As much as I would like to welcome in the spring months of March and April, February is just too short to complete all the necessary tasks required to successfully prepare for the new racing season ahead. Despite this continued time pressure, our athletes heralded this return with some excellent early season racing at the weekend at both half marathons and at the Ashridge Duathlon. We put a lot of pressure on ourselves as athletes to always perform well and, as a coach I have the added pressure of taking responsibility for balancing an athletes desire for a strong early season performance with a need to remain focused on the A races later in the season. This can require some sensitive balancing of training, maintaining momentum and improvements in performance but still enabling a positive outcome to help retain athlete enthusiasm. Judging by Sunday’s results, so far so good!
This is, of course, only one of the challenges of coaching and, at the end of a busy month of coach education for Triathlon England completing Level 2 courses in West Sussex, Leeds and Crystal Palace, these new coaches will find that far harder tasks await them throughout their coaching careers. In fact, it was on the early morning drive into London last Saturday that I was reminded of one of these challenges, the remarkable research highlighting that bees can not only be taught skills but that they are then able to pass on this education to other bees. As ever, what is in reality a key principle of education and, more specifically, coach education, has been lost in the triviality of the popular press. The BBC have associated this learning with football and that bees are able to score goals.

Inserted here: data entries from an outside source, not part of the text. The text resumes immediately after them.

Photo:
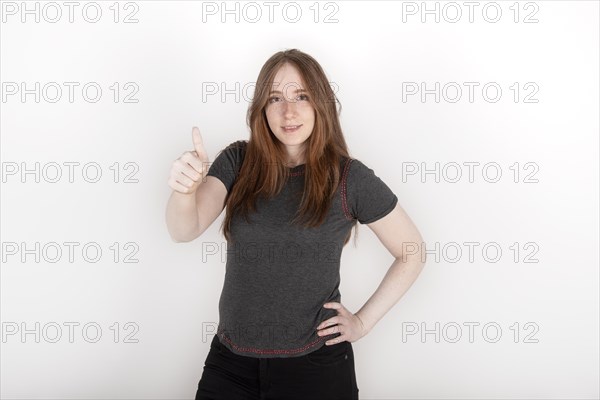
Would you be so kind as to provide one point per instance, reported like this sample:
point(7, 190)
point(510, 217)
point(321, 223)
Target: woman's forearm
point(182, 217)
point(398, 279)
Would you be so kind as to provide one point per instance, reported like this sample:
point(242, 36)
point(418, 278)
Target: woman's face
point(290, 115)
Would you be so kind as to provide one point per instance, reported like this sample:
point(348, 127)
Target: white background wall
point(542, 213)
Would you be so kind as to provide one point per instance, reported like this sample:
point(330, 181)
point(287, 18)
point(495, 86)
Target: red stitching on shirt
point(344, 204)
point(271, 351)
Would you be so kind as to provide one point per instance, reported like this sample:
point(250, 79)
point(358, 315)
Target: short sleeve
point(368, 197)
point(227, 163)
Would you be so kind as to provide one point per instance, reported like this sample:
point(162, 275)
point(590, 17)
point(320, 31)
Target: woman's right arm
point(197, 199)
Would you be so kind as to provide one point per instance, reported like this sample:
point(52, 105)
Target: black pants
point(327, 373)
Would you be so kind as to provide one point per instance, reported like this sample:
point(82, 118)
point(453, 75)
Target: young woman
point(292, 195)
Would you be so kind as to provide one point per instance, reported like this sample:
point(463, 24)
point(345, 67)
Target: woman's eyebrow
point(296, 91)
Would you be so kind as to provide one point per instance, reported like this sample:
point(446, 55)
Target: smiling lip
point(291, 128)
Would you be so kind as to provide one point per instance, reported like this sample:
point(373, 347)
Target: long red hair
point(263, 171)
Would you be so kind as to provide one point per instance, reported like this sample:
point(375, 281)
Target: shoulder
point(355, 170)
point(238, 146)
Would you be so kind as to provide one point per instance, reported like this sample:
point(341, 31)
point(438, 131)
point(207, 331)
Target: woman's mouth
point(291, 128)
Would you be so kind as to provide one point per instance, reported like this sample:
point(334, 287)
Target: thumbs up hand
point(189, 170)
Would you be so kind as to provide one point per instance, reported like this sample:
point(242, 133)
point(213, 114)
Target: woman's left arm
point(400, 236)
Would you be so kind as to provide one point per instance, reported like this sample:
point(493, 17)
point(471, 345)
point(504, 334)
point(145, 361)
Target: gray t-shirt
point(278, 275)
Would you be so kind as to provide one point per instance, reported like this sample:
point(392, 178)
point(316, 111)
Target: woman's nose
point(289, 107)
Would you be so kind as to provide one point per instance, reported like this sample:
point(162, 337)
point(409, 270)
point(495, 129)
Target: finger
point(336, 340)
point(186, 169)
point(329, 322)
point(330, 331)
point(193, 161)
point(178, 187)
point(198, 143)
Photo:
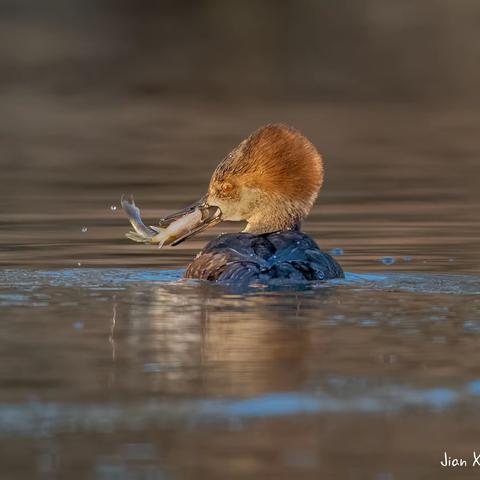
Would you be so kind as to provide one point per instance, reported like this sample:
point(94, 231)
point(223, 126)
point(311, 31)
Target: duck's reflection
point(201, 338)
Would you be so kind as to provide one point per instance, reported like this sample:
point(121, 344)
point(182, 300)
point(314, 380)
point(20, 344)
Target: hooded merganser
point(271, 181)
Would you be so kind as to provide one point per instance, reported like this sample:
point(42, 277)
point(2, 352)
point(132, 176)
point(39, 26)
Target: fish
point(165, 235)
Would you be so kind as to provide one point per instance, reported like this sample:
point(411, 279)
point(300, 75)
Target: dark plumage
point(244, 258)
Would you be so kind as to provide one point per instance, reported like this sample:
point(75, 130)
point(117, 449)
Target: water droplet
point(388, 260)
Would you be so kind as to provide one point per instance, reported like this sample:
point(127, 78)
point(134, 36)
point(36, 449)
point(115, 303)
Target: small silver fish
point(160, 236)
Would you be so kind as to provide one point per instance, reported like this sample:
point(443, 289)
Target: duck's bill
point(192, 220)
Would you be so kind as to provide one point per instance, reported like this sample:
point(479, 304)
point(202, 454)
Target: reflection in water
point(132, 374)
point(162, 370)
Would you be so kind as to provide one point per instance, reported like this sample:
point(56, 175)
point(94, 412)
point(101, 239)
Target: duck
point(270, 181)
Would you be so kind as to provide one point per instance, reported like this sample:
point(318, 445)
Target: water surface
point(113, 367)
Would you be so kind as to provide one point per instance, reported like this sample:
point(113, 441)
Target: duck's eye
point(227, 187)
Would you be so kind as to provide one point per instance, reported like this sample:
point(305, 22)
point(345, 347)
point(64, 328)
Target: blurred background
point(100, 98)
point(128, 373)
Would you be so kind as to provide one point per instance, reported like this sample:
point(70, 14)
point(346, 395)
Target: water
point(113, 367)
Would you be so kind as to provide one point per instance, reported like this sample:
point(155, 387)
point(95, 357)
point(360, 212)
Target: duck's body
point(270, 181)
point(245, 258)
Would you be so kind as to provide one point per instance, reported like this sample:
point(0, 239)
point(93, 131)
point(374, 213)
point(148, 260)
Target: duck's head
point(269, 181)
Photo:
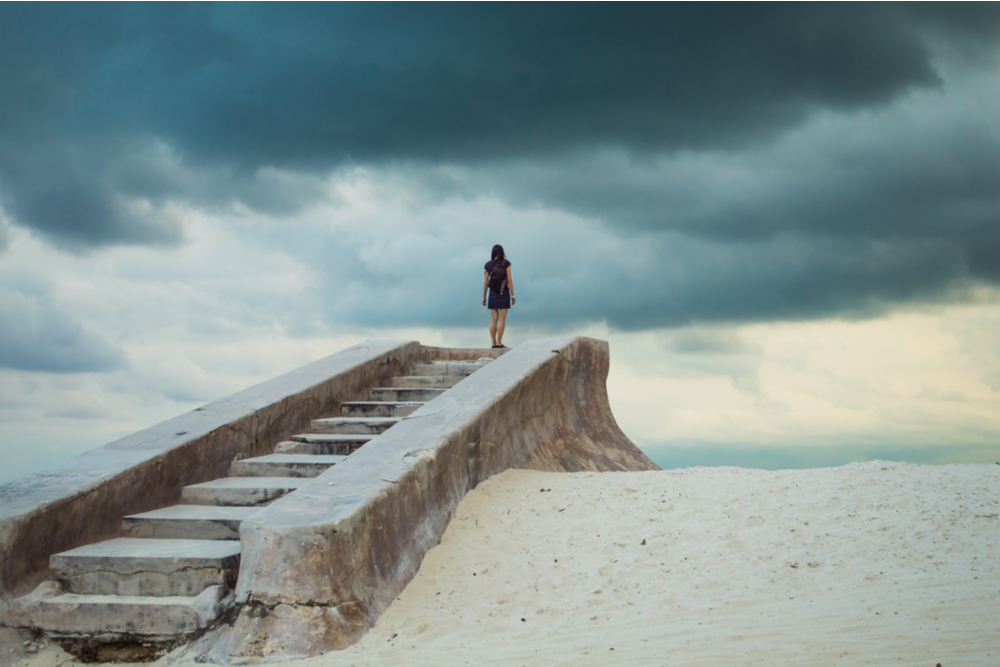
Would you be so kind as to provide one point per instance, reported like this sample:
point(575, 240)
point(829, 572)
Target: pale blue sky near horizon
point(784, 218)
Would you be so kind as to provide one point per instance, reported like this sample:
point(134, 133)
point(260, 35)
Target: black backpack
point(498, 274)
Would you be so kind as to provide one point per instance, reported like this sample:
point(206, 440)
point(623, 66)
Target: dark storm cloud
point(234, 89)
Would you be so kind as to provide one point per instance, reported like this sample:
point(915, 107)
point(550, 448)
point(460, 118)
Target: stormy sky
point(197, 197)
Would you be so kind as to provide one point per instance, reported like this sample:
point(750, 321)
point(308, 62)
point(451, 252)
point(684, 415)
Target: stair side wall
point(83, 499)
point(321, 565)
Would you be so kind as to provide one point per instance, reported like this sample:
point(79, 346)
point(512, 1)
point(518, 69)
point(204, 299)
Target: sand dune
point(870, 563)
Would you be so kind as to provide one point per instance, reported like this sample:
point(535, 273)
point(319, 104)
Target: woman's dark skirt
point(499, 301)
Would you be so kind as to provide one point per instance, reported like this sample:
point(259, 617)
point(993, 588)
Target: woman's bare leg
point(493, 326)
point(500, 325)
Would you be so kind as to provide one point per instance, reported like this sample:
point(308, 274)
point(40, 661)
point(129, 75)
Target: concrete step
point(110, 617)
point(379, 408)
point(245, 491)
point(323, 443)
point(405, 395)
point(187, 522)
point(353, 425)
point(449, 367)
point(426, 381)
point(284, 465)
point(144, 567)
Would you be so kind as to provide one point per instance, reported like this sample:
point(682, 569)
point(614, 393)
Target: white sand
point(871, 563)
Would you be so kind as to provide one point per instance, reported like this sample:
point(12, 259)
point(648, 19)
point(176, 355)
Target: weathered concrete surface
point(353, 425)
point(393, 394)
point(82, 500)
point(112, 616)
point(426, 381)
point(240, 490)
point(320, 565)
point(379, 408)
point(154, 567)
point(430, 354)
point(285, 465)
point(448, 367)
point(190, 522)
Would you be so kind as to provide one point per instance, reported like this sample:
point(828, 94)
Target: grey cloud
point(238, 90)
point(708, 342)
point(36, 336)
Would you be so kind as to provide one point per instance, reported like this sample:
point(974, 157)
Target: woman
point(501, 288)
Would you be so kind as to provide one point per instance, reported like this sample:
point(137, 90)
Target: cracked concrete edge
point(356, 534)
point(83, 499)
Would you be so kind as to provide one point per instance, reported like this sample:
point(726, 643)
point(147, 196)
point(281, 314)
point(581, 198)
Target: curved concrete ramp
point(320, 565)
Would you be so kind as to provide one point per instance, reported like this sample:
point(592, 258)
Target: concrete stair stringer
point(321, 564)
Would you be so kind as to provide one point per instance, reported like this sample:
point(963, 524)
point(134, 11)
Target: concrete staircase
point(172, 571)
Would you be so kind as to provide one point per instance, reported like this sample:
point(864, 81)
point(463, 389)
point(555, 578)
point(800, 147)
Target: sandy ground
point(871, 563)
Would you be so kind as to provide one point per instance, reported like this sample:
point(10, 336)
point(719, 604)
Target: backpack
point(498, 275)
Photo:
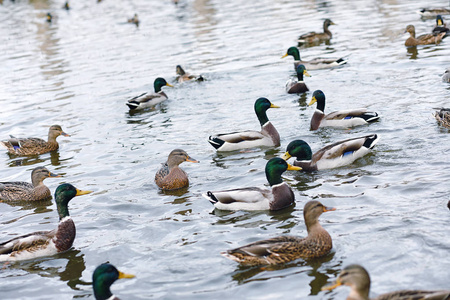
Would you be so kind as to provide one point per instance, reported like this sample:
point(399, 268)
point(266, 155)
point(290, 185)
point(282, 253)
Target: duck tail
point(215, 142)
point(371, 141)
point(210, 196)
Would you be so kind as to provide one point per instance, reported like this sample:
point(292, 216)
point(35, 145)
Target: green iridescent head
point(275, 167)
point(261, 106)
point(103, 277)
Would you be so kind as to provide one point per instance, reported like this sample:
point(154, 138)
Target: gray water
point(79, 70)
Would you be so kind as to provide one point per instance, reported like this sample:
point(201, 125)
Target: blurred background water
point(79, 70)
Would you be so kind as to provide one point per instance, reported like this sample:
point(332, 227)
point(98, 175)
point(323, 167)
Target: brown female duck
point(24, 191)
point(34, 146)
point(284, 249)
point(425, 39)
point(357, 278)
point(317, 37)
point(170, 176)
point(183, 76)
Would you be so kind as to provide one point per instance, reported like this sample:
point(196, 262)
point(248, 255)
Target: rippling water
point(78, 71)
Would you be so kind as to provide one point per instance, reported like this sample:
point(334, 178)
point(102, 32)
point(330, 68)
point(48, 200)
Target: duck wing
point(27, 242)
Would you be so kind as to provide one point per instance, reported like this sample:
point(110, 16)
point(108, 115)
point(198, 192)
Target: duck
point(24, 191)
point(358, 279)
point(344, 118)
point(440, 26)
point(336, 155)
point(46, 243)
point(102, 279)
point(432, 12)
point(146, 100)
point(443, 117)
point(183, 76)
point(316, 63)
point(283, 249)
point(424, 39)
point(253, 198)
point(294, 86)
point(446, 76)
point(134, 20)
point(170, 176)
point(34, 146)
point(317, 37)
point(268, 136)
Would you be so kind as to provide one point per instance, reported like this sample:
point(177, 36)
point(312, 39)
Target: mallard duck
point(336, 155)
point(315, 37)
point(102, 279)
point(443, 117)
point(45, 243)
point(254, 198)
point(183, 76)
point(343, 118)
point(440, 26)
point(170, 176)
point(134, 20)
point(34, 146)
point(316, 63)
point(425, 39)
point(268, 136)
point(357, 278)
point(24, 191)
point(294, 86)
point(432, 12)
point(145, 100)
point(284, 249)
point(446, 76)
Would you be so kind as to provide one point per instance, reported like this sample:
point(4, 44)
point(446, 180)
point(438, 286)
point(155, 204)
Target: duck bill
point(80, 192)
point(313, 100)
point(333, 286)
point(286, 156)
point(190, 159)
point(325, 209)
point(293, 168)
point(125, 275)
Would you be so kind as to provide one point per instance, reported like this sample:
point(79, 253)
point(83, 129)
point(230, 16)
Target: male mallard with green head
point(46, 243)
point(145, 100)
point(268, 136)
point(24, 191)
point(102, 279)
point(336, 155)
point(182, 76)
point(284, 249)
point(357, 278)
point(344, 118)
point(317, 37)
point(294, 86)
point(34, 146)
point(253, 198)
point(314, 64)
point(170, 176)
point(424, 39)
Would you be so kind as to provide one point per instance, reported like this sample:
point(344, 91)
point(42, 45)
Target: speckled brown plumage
point(34, 146)
point(170, 176)
point(287, 248)
point(358, 279)
point(24, 191)
point(425, 39)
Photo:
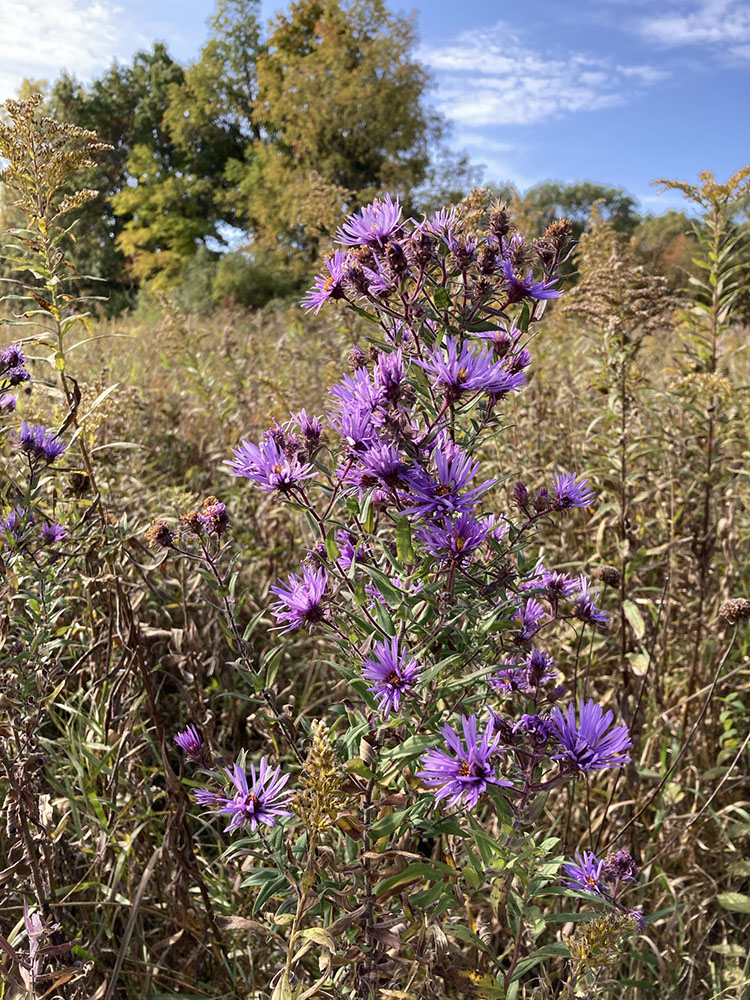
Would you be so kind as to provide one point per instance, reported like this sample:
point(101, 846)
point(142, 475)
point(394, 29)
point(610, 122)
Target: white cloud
point(723, 24)
point(39, 38)
point(492, 77)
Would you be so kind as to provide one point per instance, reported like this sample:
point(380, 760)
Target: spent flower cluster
point(418, 577)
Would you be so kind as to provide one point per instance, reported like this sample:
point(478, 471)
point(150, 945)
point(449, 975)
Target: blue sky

Even the Science Magazine (or the on-line version, at least) is focusing on the innovation of the bees in resolving this challenge.
Whilst I do not want to be seen to be playing down the skill displayed by bees…they after all have been successfully adapting to the challenge of living alongside civilization (such as that is). But it is only in the early hours, and probably only on radio, that scientists are allowed anything more than the opportunity to offer the most basic of sound bites. Even then, I can’t put this down to the journalistic skill of the radio presenter and nor was the scientist keen to tell the world of what, to me at least, was the punch line. It was approaching the end of the interview when it became apparent that the scientists had been trying to train the bees for some time but this had been without success. As we now discover, this was not an inability of the bees to be trained, but an inability of the coach (the scientist) to find the correct method of demonstration from which the bees could learn. As a coach and, even more importantly, as a coach educator, this is an extremely important lesson to learn for two reasons.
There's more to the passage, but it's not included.